Image source: The Motley Fool

Earlier this week, a filing showed that billionaire investor Warren Buffett has been reducing his stake. Bank of America. This increases his cash pile, which sits at $277bn in the latest quarterly earnings. However, he catches one FTSE 100 a company in his portfolio that makes for an interesting consideration.

Details to consider

Buffett owns less than 228,000 shares Diageo (LSE:DGE) equivalent to a purchase price of $40.2m. This purchase was made back in Q1 2023 and since then he has not changed his position at all.

As a point of clarity, the shares were bought through Gen Re, the insurance company that sits within his portfolio. However it is still valid to say that Diageo is part of the overall stock portfolio that it controls Berkshire Hathaway.

Diageo shares have fallen 25% in the past year. Fortunately, a holding of this size for Buffett is not a big deal, given the holdings of billions in other similar stocks an apple. Of course, when the Q3 earnings report comes out, it may indicate that Diageo shares have sold off. But as far as we know right now, the global beverage producer is still included.

Why would I consider buying

Others are flagging that Diageo shares now offer an attractive value proposition. Last month, investment bank analysts Citigroup he said they believe the stock can do well from here. They added that there is “scope for the second half of 2025 organic growth to accelerate” and that it is “time to revisit what remains a compelling mid-term growth story”.

It is true that recent results have given some reasons for optimism.

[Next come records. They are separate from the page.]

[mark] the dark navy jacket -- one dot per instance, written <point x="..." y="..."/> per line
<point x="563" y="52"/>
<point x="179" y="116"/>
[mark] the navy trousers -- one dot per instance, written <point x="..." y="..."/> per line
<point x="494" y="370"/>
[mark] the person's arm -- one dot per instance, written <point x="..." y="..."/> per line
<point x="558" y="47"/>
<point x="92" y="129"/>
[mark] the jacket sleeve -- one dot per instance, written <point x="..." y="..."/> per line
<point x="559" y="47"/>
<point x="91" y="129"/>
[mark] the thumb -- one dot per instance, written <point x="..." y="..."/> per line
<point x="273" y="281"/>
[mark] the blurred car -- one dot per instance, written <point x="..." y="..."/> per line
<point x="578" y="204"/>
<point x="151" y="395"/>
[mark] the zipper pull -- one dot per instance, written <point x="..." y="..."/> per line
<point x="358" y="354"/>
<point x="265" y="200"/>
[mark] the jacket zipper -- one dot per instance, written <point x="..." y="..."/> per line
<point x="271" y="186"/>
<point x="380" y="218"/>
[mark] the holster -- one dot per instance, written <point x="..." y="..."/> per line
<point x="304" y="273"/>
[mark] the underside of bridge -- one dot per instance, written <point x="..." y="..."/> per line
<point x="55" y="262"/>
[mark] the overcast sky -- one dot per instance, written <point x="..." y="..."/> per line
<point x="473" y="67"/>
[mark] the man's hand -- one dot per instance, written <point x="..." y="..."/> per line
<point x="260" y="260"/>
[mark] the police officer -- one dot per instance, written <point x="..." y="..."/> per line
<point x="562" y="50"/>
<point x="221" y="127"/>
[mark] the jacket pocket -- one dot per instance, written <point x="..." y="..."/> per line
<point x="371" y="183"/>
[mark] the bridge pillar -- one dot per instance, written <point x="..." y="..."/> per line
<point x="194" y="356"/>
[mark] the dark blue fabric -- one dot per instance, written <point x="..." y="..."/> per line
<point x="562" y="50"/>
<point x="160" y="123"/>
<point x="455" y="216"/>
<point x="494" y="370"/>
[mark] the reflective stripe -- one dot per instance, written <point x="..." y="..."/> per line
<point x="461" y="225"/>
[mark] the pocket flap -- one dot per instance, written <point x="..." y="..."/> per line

In the first half of this year, the company was able to increase or hold a total market share of more than 75% of the total sales in the limited market. This is included in the US, an important location for the company.

In addition, it managed to achieve record production savings of almost $700m during that period. This will help reduce costs at a time when income, due to weak consumer demand, is falling.

Accidents right now

The biggest risk to me buying Diageo shares now is that consumer sentiment remains weak for the foreseeable future. Although the main area of ​​decline is Latin America and the Caribbean, it is a large enough area to have a financial impact. Therefore, even if geographical diversification is an advantage, it does not mean that companies cannot achieve something in one area.

The price-to-earnings ratio is very high at 18.92. I would expect that, after the price drop we have seen in the last year, this rate should be lower. A lower rating is often seen to indicate a better value. So this would highlight that it is not a basement purchase for me to consider.

In this case, I don't see enough reason to buy Diageo shares right now. Time will tell if the stock stays in the Berkshire Hathaway pot, but now is not the time to put it in my (very small) portfolio.